Dec 28 21:08:53 gke-cluster0-pool-d59e9506-g9sc configure-helper.sh[994]: Start to configure instance for kubernetes
Dec 28 21:08:53 gke-cluster0-pool-d59e9506-g9sc configure-helper.sh[994]: Configuring IP firewall rules
Dec 28 21:08:53 gke-cluster0-pool-d59e9506-g9sc configure-helper.sh[994]: Another app is currently holding the xtables lock. Perhaps you want to use the -w option?
Dec 28 21:08:53 gke-cluster0-pool-d59e9506-g9sc configure-helper.sh[994]: Another app is currently holding the xtables lock. Perhaps you want to use the -w option?
Dec 28 21:08:53 gke-cluster0-pool-d59e9506-g9sc configure-helper.sh[994]: Another app is currently holding the xtables lock. Perhaps you want to use the -w option?
Dec 28 21:08:53 gke-cluster0-pool-d59e9506-g9sc systemd[1]: kube-node-configuration.service: Main process exited, code=exited, status=4/NOPERMISSION
Dec 28 21:08:53 gke-cluster0-pool-d59e9506-g9sc systemd[1]: Failed to start Configure kubernetes node.
Dec 28 21:08:53 gke-cluster0-pool-d59e9506-g9sc systemd[1]: kube-node-configuration.service: Unit entered failed state.

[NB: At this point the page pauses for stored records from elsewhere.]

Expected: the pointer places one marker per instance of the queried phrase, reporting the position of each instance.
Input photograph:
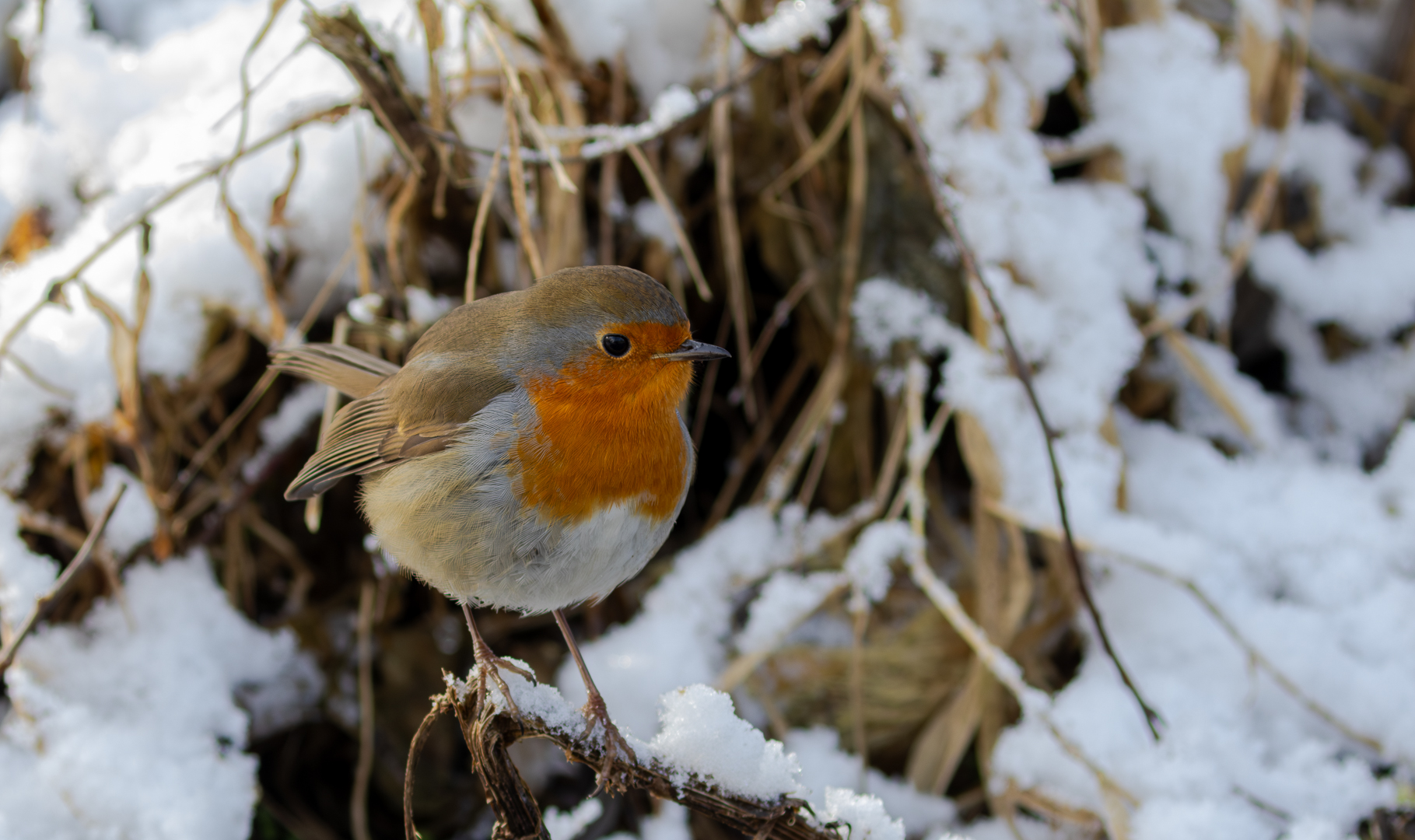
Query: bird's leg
(594, 712)
(490, 663)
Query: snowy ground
(128, 726)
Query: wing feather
(352, 447)
(344, 368)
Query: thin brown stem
(478, 226)
(364, 770)
(1024, 373)
(729, 233)
(609, 170)
(70, 572)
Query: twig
(781, 313)
(259, 86)
(518, 194)
(364, 770)
(685, 247)
(233, 420)
(998, 663)
(1024, 373)
(478, 228)
(1251, 651)
(729, 233)
(490, 731)
(419, 739)
(312, 314)
(609, 170)
(70, 572)
(523, 103)
(245, 82)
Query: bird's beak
(695, 351)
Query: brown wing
(344, 368)
(415, 411)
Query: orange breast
(609, 433)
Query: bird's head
(608, 333)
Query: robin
(528, 454)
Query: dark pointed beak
(695, 351)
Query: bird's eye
(615, 344)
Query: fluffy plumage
(513, 461)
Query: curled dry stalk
(1022, 371)
(1264, 197)
(79, 562)
(993, 658)
(685, 247)
(490, 729)
(1227, 624)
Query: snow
(869, 558)
(133, 521)
(132, 712)
(568, 824)
(701, 736)
(825, 768)
(789, 24)
(784, 601)
(1173, 109)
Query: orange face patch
(609, 429)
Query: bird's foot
(490, 667)
(616, 748)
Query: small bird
(528, 454)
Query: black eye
(615, 344)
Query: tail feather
(343, 368)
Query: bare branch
(70, 572)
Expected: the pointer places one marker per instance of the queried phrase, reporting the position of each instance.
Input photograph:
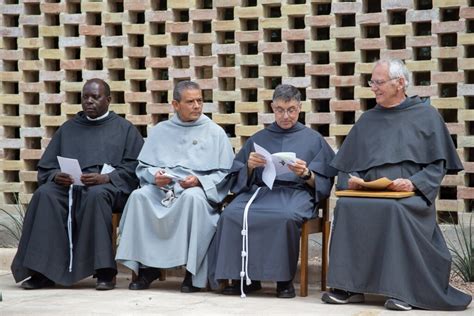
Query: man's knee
(193, 195)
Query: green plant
(14, 224)
(461, 247)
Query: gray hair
(396, 69)
(184, 85)
(286, 93)
(100, 82)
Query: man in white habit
(171, 220)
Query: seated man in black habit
(393, 247)
(271, 232)
(51, 253)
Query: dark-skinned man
(49, 252)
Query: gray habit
(179, 233)
(44, 245)
(275, 216)
(395, 247)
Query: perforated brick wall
(238, 51)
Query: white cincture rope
(69, 228)
(245, 247)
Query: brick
(344, 105)
(92, 30)
(294, 35)
(225, 25)
(446, 77)
(339, 130)
(466, 12)
(248, 36)
(397, 4)
(421, 15)
(202, 38)
(320, 20)
(370, 18)
(344, 81)
(296, 9)
(272, 47)
(345, 32)
(273, 23)
(249, 83)
(294, 58)
(246, 107)
(299, 82)
(248, 131)
(370, 43)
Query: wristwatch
(306, 176)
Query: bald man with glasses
(393, 247)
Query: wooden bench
(320, 224)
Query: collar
(99, 118)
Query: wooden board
(374, 194)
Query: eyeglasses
(378, 83)
(291, 111)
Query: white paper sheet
(106, 168)
(71, 167)
(173, 177)
(278, 164)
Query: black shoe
(104, 285)
(187, 285)
(234, 288)
(37, 281)
(285, 289)
(336, 296)
(144, 279)
(105, 279)
(397, 305)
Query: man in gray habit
(393, 247)
(272, 229)
(172, 218)
(48, 251)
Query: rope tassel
(245, 246)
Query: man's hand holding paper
(64, 179)
(280, 163)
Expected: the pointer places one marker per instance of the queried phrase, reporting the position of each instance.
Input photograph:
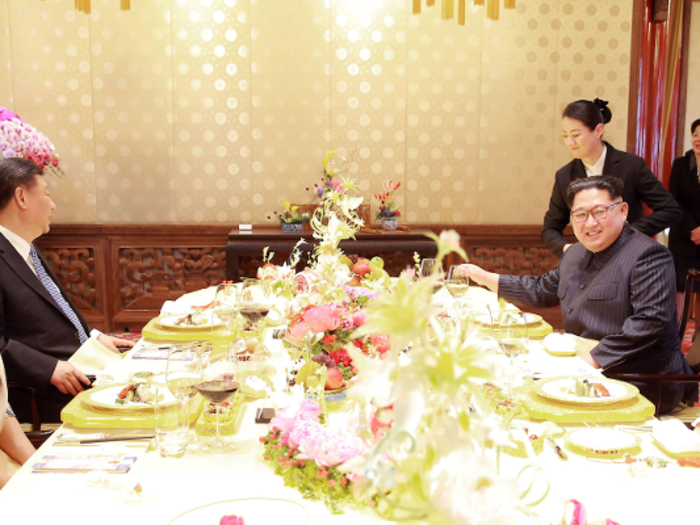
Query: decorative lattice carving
(151, 275)
(514, 260)
(75, 269)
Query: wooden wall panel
(120, 275)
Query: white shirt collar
(19, 244)
(597, 168)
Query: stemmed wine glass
(426, 270)
(252, 308)
(457, 283)
(183, 372)
(225, 305)
(217, 386)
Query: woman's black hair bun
(604, 110)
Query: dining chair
(36, 435)
(691, 280)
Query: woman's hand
(695, 235)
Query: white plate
(530, 319)
(558, 389)
(255, 511)
(105, 397)
(602, 440)
(202, 321)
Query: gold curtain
(675, 41)
(85, 7)
(448, 8)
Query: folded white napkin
(675, 436)
(173, 308)
(93, 357)
(557, 343)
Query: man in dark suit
(640, 187)
(615, 285)
(40, 328)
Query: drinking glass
(225, 305)
(253, 307)
(182, 373)
(511, 333)
(217, 386)
(170, 426)
(426, 270)
(457, 283)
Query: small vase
(292, 228)
(390, 223)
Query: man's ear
(21, 197)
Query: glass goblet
(225, 305)
(219, 385)
(182, 373)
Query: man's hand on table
(482, 277)
(113, 342)
(588, 358)
(68, 379)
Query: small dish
(602, 441)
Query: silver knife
(557, 449)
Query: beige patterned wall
(213, 111)
(692, 108)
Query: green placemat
(81, 415)
(537, 407)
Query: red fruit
(334, 379)
(361, 267)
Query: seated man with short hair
(615, 285)
(40, 328)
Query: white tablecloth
(173, 486)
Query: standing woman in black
(684, 240)
(583, 124)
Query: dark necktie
(55, 293)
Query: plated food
(585, 391)
(108, 397)
(192, 321)
(485, 318)
(602, 441)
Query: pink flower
(380, 342)
(296, 334)
(231, 520)
(359, 317)
(323, 318)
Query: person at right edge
(583, 125)
(684, 239)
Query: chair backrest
(690, 280)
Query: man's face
(39, 206)
(598, 234)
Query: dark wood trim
(136, 267)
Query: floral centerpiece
(305, 453)
(19, 139)
(332, 178)
(291, 219)
(388, 211)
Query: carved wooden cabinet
(120, 275)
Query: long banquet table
(173, 486)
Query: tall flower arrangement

Dec 28 21:08:53 gke-cluster0-pool-d59e9506-g9sc systemd[1]: kube-node-configuration.service: Failed with result 'exit-code'.
So it looks like kube-node-configuration
failed. I ran sudo systemctl restart kube-node-configuration
and now the status output is:
● kube-node-configuration.service - Configure kubernetes node
Loaded: loaded (/etc/systemd/system/kube-node-configuration.service; enabled; vendor preset: disabled)
Active: active (exited) since Fri 2017-12-29 03:41:36 UTC; 3s ago
Main PID: 20802 (code=exited, status=0/SUCCESS)
CPU: 1.851s
Dec 29 03:41:28 gke-cluster0-pool-d59e9506-g9sc configure-helper.sh[20802]: Extend the docker.service configuration to set a higher pids limit
Dec 29 03:41:28 gke-cluster0-pool-d59e9506-g9sc configure-helper.sh[20802]: Docker command line is updated. Restart docker to pick it up
Dec 29 03:41:30 gke-cluster0-pool-d59e9506-g9sc configure-helper.sh[20802]: Start kubelet
Dec 29 03:41:35 gke-cluster0-pool-d59e9506-g9sc configure-helper.sh[20802]: Using kubelet binary at /home/kubernetes/bin/kubelet
Dec 29 03:41:35 gke-cluster0-pool-d59e9506-g9sc configure-helper.sh[20802]: Start kube-proxy static pod
Dec 29 03:41:35 gke-cluster0-pool-d59e9506-g9sc configure-helper.sh[20802]: Start node problem detector
Dec 29 03:41:35 gke-cluster0-pool-d59e9506-g9sc configure-helper.sh[20802]: Using node problem detector binary at /home/kubernetes/bin/node-problem-detector
Dec 29 03:41:36 gke-cluster0-pool-d59e9506-g9sc configure-helper.sh[20802]: Prepare containerized mounter
Dec 29 03:41:36 gke-cluster0-pool-d59e9506-g9sc configure-helper.sh[20802]: Done for the configuration for kubernetes
Dec 29 03:41:36 gke-cluster0-pool-d59e9506-g9sc systemd[1]: Started Configure kubernetes node.
...and the node joined the cluster :). But, my original question stands: what happened?